Construct Validity of the SF-12v2 for the Homeless Population with Mental Illness: An Instrument to Measure Self-Reported Mental and Physical Health.

PubMed

Chum, Antony; Skosireva, Anna; Tobon, Juliana; Hwang, Stephen

2016-01-01

Self-reported health measures are important indicators used by clinicians and researchers for the evaluation of health interventions, outcome assessment of clinical studies, and identification of health needs to improve resource allocation. However, the application of self-reported health measures relies on developing reliable and valid instruments that are suitable across diverse populations. The main objective of this study is to evaluate the construct validity of the SF-12v.2, an instrument for measuring self-rated physical and mental health, for homeless adults with mental illness.

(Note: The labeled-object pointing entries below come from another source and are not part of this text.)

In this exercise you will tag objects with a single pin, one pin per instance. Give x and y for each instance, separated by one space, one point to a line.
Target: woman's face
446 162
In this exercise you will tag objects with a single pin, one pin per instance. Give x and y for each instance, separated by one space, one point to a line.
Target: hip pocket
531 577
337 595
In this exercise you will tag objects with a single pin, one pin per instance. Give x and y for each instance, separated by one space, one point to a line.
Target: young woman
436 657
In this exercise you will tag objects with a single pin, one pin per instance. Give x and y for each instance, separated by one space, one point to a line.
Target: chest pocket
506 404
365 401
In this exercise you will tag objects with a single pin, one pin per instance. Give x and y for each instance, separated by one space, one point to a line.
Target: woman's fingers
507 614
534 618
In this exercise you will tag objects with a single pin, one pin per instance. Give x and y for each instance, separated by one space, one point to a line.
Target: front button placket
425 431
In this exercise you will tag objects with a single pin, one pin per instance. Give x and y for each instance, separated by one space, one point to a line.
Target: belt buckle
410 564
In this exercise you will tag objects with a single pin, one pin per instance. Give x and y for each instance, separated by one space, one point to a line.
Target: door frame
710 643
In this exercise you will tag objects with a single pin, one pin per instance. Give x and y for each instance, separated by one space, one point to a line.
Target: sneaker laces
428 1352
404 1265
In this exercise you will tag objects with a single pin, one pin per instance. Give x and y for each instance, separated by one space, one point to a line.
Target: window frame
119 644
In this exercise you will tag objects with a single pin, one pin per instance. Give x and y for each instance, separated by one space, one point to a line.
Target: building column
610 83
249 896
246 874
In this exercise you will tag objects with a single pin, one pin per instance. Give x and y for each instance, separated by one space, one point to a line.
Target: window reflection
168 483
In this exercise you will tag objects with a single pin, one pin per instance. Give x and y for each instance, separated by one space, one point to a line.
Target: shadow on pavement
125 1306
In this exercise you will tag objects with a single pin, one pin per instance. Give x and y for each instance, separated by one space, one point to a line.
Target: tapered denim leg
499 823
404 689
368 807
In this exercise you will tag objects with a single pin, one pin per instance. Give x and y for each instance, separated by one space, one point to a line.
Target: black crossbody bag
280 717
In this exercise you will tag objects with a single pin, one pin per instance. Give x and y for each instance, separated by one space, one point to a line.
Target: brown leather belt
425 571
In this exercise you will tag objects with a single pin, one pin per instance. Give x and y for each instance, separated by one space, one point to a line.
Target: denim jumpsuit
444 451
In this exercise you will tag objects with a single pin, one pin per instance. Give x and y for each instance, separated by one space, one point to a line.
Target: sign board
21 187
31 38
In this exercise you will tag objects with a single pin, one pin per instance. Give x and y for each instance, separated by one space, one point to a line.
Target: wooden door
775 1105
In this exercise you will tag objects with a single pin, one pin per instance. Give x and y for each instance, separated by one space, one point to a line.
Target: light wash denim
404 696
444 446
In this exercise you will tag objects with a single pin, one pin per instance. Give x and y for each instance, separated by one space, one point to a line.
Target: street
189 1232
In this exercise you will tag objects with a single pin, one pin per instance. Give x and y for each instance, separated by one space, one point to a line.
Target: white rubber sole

Various interventions have been aimed at improving the health of homeless people with mental illness, and the development of valid instruments to evaluate these interventions is imperative. We measured self-rated mental and physical health from a quota sample of 575 homeless people with mental illness using the SF-12v2, EQ-5D, Colorado Symptoms Index, and physical/mental health visual analogue scales. We examined the construct validity of the SF-12v2 through confirmatory factor analyses (CFA), and using ANOVA/correlation analyses to compare the SF-12v2 to the other instruments to ascertain discriminant/convergent validity. Our CFA showed that the measurement properties of the original SF-12v2 model had a mediocre fit with our empirical data (χ2 = 193.6, df = 43, p < .0001, CFI = 0.85, NFI = 0.83, RMSEA = 0.08). We demonstrate that changes based on theoretical rationale and previous studies can significantly improve the model, achieving an excellent fit in our final model (χ2 = 160.6, df = 48, p < .0001, CFI = 0.95, NFI = 0.95, RMSEA = 0.06). Our CFA results suggest that an alternative scoring method based on the new model may optimize health status measurement of a homeless population. Despite these issues, convergent and discriminant validity of the SF-12v2 (scored based on the original model) was supported through multiple comparisons with other instruments. Our study demonstrates for the first time that the SF-12v2 is generally appropriate as a measure of physical and mental health status for a homeless population with mental illness.